While making a case for the Bears to retain Howard for the final year of his rookie contract, a source informed reporter David Haugh that the Bears turned down a third-round pick from “a team in the playoff hunt” last year. Why would the Bears do such a thing for a player who wasn’t considered a fit? Because the the team felt strongly about their own chances at the postseason (and, hey, as it turns out, they were right).
We explored the idea of trading Howard when his name appeared on the rumor mill back in October and everything there is still applicable now. It didn’t make sense for the Bears to trade away their lead back after the team was off to a 3-1 start and to simply give him away now, as the team enters its window of contention, wouldn’t make sense unless the Bears were blown away in a deal (and/or had an obvious backup plan).
Instead, we believe the Bears could stand pat with Howard, add another back in the draft who helps round out the room, then allow Howard to sign elsewhere after his rookie deal expires, which would set the team up to recoup a compensatory draft pick in 2020. It’s a win-win situation for the Bears in the short-term and also keeps the long-term view in focus.
For what it’s worth, the Bears’ faith in Howard was rewarded in the second half of the season. He averaged 3.9 yards per rush and scored six touchdowns in nine games after the trade deadline, which was a modest bump from the three scores and 3.5 yards per rush average he cooked up in the first seven games of the year. Howard was at his best down the stretch, as he gained 399 yards on 88 carries and scored four touchdowns in the final five games of the regular season.
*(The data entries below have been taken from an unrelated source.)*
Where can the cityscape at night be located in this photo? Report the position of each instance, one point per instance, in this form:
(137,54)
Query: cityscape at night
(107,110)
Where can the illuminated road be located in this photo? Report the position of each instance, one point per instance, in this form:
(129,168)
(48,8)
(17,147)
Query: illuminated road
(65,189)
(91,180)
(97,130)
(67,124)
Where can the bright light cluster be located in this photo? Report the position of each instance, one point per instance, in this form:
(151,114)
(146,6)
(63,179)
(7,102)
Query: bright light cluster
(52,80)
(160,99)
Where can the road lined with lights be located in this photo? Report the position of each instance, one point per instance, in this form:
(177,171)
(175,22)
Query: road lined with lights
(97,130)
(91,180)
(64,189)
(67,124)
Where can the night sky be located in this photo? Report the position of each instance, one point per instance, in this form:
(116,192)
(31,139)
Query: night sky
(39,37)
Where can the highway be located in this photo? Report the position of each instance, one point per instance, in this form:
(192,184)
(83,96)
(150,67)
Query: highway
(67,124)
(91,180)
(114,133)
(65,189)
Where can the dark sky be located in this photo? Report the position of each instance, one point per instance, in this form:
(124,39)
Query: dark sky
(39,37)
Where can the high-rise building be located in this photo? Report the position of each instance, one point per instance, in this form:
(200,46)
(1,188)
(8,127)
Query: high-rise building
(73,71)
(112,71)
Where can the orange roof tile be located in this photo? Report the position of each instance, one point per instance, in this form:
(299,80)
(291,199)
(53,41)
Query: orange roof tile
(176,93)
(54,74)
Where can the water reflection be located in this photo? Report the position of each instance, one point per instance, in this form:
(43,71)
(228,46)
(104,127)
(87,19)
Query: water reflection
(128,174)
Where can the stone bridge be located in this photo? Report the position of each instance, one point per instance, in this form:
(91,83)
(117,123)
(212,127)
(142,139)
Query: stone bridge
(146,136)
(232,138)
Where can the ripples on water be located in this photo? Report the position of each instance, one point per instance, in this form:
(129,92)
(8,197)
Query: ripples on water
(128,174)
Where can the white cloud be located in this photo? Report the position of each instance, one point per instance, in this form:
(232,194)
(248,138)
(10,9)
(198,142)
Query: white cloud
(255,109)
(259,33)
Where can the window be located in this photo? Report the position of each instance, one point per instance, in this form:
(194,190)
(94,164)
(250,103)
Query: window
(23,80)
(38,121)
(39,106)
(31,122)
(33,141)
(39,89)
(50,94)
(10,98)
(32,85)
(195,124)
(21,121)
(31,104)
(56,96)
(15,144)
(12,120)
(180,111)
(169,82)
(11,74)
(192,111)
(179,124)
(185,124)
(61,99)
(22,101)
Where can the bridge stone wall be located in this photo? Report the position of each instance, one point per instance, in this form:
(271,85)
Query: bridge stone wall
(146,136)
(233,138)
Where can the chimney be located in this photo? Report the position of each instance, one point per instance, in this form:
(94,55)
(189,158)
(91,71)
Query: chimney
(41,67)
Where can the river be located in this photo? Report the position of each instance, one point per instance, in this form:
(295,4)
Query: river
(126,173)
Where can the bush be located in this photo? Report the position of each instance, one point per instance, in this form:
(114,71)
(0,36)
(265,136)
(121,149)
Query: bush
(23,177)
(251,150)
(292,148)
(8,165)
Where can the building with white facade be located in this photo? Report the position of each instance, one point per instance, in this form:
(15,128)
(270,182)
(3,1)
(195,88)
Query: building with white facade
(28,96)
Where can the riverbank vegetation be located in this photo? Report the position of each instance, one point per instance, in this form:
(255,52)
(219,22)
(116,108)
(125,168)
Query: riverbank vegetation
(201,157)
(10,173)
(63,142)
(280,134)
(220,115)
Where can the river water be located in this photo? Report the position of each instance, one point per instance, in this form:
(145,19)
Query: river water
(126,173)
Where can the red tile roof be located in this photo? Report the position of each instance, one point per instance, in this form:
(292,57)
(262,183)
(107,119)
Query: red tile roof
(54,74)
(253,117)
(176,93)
That’s a 4.5 yards per carry average that comes out to a 1,277-yard, 13-touchdown pace over the course of a 16-game season in which he is given 282 carries.
If the Bears figured out how to best use Howard in the second half and that’s the type of player Howard can be in this system, then trading him now for the sake of making a deal would be counter-productive to what the team wants to do. This isn’t to say I’ve taken a firm no-trade stance on Howard, but without draft picks in the first two rounds and minimal cap space to spend, the Bears should proceed carefully if they are going to trade Howard. That’s if they decide on doing it at all.